The cross-sector applicability of AISC guidance distinguishes it from purely classified national security programs. By co-sealing guidance documents with CISA and making them publicly available, the AISC positions AI security as a shared responsibility between government and the private sector — particularly relevant as commercial AI systems from vendors like Microsoft, Google, and OpenAI are increasingly integrated into defense and intelligence workflows. This integration means that vulnerabilities in commercial AI platforms represent potential entry points into national security systems, making the AISC’s outreach to commercial sector organizations a direct extension of its core national security mission.

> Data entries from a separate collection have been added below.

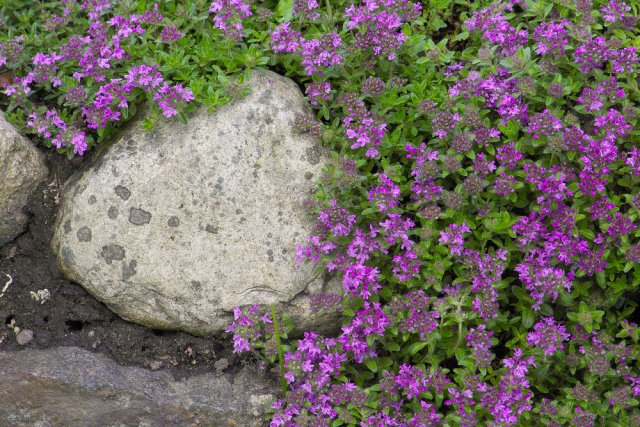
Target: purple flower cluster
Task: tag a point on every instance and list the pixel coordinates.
(93, 56)
(322, 52)
(548, 335)
(54, 128)
(479, 339)
(410, 314)
(363, 128)
(306, 8)
(376, 25)
(552, 37)
(229, 15)
(453, 237)
(386, 194)
(495, 28)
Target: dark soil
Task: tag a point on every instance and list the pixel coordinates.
(72, 317)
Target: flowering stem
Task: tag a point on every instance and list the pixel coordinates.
(276, 332)
(459, 335)
(330, 13)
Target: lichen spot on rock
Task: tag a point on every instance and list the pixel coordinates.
(173, 221)
(112, 253)
(139, 216)
(84, 234)
(112, 213)
(123, 192)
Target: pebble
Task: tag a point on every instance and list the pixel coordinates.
(221, 364)
(155, 365)
(24, 337)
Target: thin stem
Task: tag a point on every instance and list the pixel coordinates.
(276, 332)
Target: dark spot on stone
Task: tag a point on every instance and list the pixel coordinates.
(266, 97)
(313, 155)
(129, 270)
(139, 216)
(68, 257)
(123, 192)
(112, 213)
(112, 253)
(84, 234)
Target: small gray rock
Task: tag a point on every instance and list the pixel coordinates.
(24, 337)
(22, 169)
(68, 386)
(210, 215)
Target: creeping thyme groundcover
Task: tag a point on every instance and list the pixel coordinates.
(481, 207)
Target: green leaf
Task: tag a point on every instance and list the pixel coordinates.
(527, 318)
(371, 364)
(416, 347)
(284, 10)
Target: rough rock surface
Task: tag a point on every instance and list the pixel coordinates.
(172, 229)
(22, 168)
(68, 386)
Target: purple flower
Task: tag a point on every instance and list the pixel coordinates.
(542, 282)
(361, 280)
(229, 15)
(504, 184)
(548, 335)
(322, 52)
(284, 39)
(543, 123)
(495, 28)
(453, 237)
(552, 37)
(386, 194)
(624, 60)
(593, 54)
(614, 11)
(306, 8)
(508, 156)
(376, 25)
(169, 34)
(318, 91)
(363, 128)
(633, 160)
(410, 314)
(479, 339)
(169, 98)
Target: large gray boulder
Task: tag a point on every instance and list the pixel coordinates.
(71, 387)
(22, 169)
(173, 229)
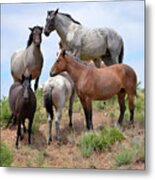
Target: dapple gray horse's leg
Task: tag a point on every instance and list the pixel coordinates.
(71, 107)
(49, 128)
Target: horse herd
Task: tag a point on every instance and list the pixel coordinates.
(70, 73)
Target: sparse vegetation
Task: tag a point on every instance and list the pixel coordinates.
(106, 147)
(99, 141)
(5, 111)
(6, 156)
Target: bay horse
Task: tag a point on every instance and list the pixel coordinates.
(30, 58)
(93, 83)
(56, 91)
(22, 103)
(85, 43)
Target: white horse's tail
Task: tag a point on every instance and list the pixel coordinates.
(121, 54)
(48, 103)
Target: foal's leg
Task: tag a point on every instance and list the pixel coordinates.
(36, 83)
(121, 100)
(87, 106)
(50, 119)
(29, 130)
(131, 107)
(18, 132)
(57, 123)
(71, 107)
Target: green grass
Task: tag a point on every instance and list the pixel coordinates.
(124, 157)
(6, 156)
(99, 141)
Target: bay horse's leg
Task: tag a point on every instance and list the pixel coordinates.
(18, 132)
(50, 119)
(57, 123)
(87, 107)
(36, 83)
(121, 100)
(131, 107)
(71, 100)
(29, 130)
(97, 62)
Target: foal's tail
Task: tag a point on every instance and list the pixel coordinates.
(48, 104)
(121, 54)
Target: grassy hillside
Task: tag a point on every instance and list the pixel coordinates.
(107, 147)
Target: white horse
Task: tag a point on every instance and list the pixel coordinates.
(30, 58)
(56, 91)
(99, 43)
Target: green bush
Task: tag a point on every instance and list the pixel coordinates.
(5, 111)
(124, 157)
(99, 141)
(6, 157)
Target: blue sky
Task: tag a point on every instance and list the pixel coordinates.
(126, 17)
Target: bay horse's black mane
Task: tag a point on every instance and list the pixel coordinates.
(70, 17)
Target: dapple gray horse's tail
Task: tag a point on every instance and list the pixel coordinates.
(48, 104)
(121, 55)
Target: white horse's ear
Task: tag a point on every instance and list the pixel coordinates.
(31, 29)
(56, 11)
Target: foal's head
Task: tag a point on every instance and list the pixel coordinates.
(35, 36)
(60, 64)
(26, 83)
(50, 22)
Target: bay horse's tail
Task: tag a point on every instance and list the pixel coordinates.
(121, 54)
(48, 104)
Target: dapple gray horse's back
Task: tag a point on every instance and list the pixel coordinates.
(86, 43)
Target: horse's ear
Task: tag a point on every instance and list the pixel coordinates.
(63, 52)
(31, 29)
(56, 11)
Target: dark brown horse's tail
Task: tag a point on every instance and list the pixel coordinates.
(48, 104)
(121, 55)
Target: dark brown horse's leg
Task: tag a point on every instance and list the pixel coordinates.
(29, 131)
(131, 107)
(121, 100)
(70, 108)
(87, 106)
(18, 131)
(36, 83)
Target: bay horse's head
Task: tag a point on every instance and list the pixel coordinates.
(60, 64)
(35, 35)
(50, 22)
(26, 83)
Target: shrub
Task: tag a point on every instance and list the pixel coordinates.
(6, 157)
(99, 141)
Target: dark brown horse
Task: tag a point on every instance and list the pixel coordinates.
(22, 104)
(94, 83)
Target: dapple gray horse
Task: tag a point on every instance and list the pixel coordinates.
(56, 91)
(85, 43)
(30, 58)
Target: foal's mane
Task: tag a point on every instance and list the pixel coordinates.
(70, 17)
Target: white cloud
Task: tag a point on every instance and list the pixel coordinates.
(125, 17)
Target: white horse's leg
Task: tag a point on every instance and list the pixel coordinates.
(49, 128)
(57, 123)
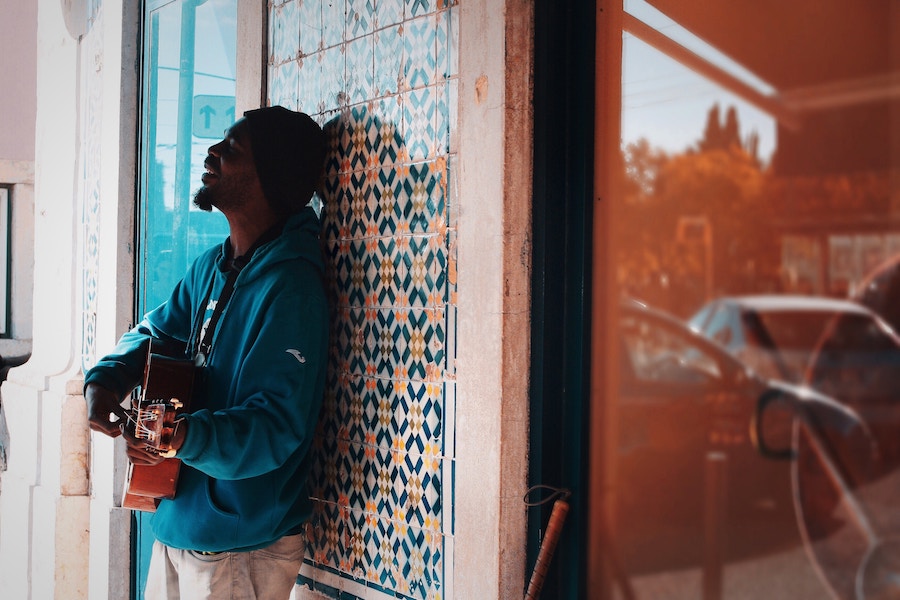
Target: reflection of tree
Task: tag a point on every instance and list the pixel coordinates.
(747, 208)
(721, 181)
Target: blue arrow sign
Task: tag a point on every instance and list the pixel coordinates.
(212, 115)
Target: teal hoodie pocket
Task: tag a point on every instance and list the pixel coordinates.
(193, 520)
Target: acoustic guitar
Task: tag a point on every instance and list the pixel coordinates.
(164, 395)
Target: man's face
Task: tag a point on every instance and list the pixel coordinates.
(230, 171)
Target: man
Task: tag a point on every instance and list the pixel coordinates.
(232, 529)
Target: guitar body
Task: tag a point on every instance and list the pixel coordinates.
(164, 395)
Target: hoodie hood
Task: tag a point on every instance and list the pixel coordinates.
(299, 240)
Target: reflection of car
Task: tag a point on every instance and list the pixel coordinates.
(880, 291)
(684, 411)
(776, 333)
(857, 362)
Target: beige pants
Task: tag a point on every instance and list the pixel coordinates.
(265, 574)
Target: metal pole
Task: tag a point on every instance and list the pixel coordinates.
(714, 524)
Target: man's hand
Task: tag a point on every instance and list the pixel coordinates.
(138, 452)
(105, 412)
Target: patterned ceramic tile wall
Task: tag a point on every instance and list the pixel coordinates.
(92, 84)
(379, 75)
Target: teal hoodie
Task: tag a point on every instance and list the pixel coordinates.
(245, 459)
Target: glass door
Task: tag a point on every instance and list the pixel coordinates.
(188, 90)
(750, 441)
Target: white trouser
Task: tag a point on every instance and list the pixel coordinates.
(265, 574)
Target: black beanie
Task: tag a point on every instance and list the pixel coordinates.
(289, 153)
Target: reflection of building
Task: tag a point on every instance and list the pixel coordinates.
(837, 138)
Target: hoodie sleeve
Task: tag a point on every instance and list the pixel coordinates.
(277, 395)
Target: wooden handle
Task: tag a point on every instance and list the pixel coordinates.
(548, 546)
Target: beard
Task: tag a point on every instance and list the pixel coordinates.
(203, 199)
(226, 192)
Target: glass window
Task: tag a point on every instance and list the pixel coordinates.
(189, 90)
(188, 100)
(761, 155)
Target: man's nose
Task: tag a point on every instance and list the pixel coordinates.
(214, 149)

Frequently Asked Questions

When was the NSA Artificial Intelligence Security Center established?

The NSA Artificial Intelligence Security Center (AISC) was established in September 2023. NSA Director Gen. Paul Nakasone announced the center publicly at an event at the National Press Club, describing it as the NSA’s focal point for leveraging foreign intelligence insights to develop AI security best practices and protect U.S. national security systems from AI-targeted threats.

What guidance has the AISC published?

The AISC has published two major joint guidance documents: “Deploying AI Systems Securely” (April 15, 2024) and “AI Data Security: Best Practices for Securing Data Used to Train and Operate” (May 22, 2025), along with guidance on integrating AI in Operational Technology (OT) environments. All guidance documents are co-signed with CISA, the FBI, and allied international cybersecurity agencies from Australia, Canada, New Zealand, and the United Kingdom.

Which agencies partner with the AISC?

The AISC works with six primary international partners: the Cybersecurity and Infrastructure Security Agency (CISA), the FBI, the Australian Signals Directorate’s Australian Cyber Security Centre (ASD’s ACSC), the Canadian Centre for Cyber Security (CCCS), New Zealand’s National Cyber Security Centre (NCSC-NZ), and the United Kingdom’s National Cyber Security Centre (NCSC-UK). These partners collectively represent the Five Eyes intelligence alliance’s cybersecurity apparatus.

What AI security threats does the AISC address?

The AISC addresses three primary categories of AI-specific threats: data poisoning (adversarial manipulation of training data), model evasion (crafted inputs that cause AI systems to misclassify at inference time), and model theft (extraction of model weights or architecture through repeated queries). The center also addresses AI-enabled information warfare threats including deepfakes and synthetic media generated by adversarial AI systems.

Is AISC guidance applicable to private sector organizations?

Yes. The NSA has explicitly stated that AISC guidance developed for national security systems is “applicable to anyone bringing AI capabilities into a managed environment.” The joint guidance documents are publicly available through CISA and NSA websites, and the AISC actively engages private sector entities through the NSA’s Cybersecurity Collaboration Center framework, particularly organizations within the defense industrial base that deploy or integrate commercial AI systems.